Pero de pronto, sus brazos cayeron, bajó la voz al registro grave, y mi esposa fue la Ley. Su idioma se hizo idioma de tribunales, de abogados, de fiscales. Helada y dura, inmovilizada en una actitud acusadora, atiesada por la negrura del vestido que había dejado de modelarla, me advirtió que tenía los medios de tenerme atado por largo tiempo, que llevaría el divorcio por los caminos más enredados y sinuosos, que me confundiría con los lazos legales más pérfidos, con las tramitaciones más embrolladas, para impedir el regreso a donde vivía la que designaba ahora con el término ridiculizante de Tu Átala.

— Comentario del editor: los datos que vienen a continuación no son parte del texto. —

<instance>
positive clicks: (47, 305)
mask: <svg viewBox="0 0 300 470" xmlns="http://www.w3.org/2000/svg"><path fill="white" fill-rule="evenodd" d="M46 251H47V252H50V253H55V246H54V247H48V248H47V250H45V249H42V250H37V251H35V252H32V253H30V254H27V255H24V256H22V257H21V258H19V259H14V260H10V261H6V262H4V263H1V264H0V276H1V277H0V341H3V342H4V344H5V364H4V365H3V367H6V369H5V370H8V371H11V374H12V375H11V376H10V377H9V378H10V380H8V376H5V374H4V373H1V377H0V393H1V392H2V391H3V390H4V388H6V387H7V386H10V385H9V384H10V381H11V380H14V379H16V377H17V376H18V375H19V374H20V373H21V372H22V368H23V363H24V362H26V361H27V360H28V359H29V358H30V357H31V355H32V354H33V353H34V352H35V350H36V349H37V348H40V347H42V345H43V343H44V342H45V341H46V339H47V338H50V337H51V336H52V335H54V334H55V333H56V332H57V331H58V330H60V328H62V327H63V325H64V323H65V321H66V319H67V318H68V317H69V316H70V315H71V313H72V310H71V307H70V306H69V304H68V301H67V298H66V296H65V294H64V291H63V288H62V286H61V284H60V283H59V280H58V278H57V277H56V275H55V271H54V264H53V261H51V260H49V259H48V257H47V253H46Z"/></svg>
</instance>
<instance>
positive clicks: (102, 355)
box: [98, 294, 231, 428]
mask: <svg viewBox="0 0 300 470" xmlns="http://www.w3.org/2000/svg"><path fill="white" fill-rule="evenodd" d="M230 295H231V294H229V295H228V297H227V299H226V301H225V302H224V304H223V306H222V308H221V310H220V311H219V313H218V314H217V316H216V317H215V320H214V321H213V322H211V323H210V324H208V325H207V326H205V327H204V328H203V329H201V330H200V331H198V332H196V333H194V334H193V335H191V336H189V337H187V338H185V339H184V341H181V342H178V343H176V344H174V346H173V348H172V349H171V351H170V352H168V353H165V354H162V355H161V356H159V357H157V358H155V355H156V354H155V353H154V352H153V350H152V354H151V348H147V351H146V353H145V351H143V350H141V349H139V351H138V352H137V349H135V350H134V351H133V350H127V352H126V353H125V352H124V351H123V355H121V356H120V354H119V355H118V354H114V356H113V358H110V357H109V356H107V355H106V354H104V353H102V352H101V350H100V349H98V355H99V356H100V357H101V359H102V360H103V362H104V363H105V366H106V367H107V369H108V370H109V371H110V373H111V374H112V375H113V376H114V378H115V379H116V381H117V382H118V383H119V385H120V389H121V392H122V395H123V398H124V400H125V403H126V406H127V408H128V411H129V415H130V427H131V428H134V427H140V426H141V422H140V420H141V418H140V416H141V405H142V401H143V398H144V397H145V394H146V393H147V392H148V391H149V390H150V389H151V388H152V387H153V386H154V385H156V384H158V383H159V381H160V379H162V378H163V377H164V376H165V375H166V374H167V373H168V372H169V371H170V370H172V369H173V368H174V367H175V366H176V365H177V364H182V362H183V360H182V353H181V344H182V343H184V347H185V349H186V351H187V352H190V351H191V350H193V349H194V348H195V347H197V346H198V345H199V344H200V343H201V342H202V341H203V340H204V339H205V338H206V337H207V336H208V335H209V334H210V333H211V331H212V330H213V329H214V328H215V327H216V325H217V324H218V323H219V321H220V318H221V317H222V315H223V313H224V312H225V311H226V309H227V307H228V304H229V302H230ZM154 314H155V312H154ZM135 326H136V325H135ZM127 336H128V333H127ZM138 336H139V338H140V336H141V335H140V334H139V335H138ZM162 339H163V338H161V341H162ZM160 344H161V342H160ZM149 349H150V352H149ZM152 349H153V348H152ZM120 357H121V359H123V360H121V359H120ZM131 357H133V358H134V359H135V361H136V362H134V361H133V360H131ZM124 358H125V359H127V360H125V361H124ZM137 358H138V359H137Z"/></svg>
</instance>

Parecía una estatua majestuosa, apenas femenina, plantada sobre la alfombra verde como un Poder inexorable, como una encarnación de la Justicia. Le pregunté por fin si era cierto lo de su embarazo. En ese momento, Temis se hizo madre: se abrazó a su propio vientre con gesto desolado, doblándose sobre la vida que le estaba naciendo en las entrañas, como para defenderla de mi avilantez, y rompió a llorar de modo humilde, casi infantil, sin mirarme, tan adolorida que sus sollozos, venidos de lo hondo, apenas si se marcaban en leves gemidos. Luego, como calmada, fijó los ojos en la pared, con semblante de contemplar algo remoto; se levantó con gran esfuerzo y fue a su habitación, cerrando la puerta detrás de sí. Cansado por la crisis, necesitado de aire, bajé las escaleras. Al cabo de los peldaños, fue la calle.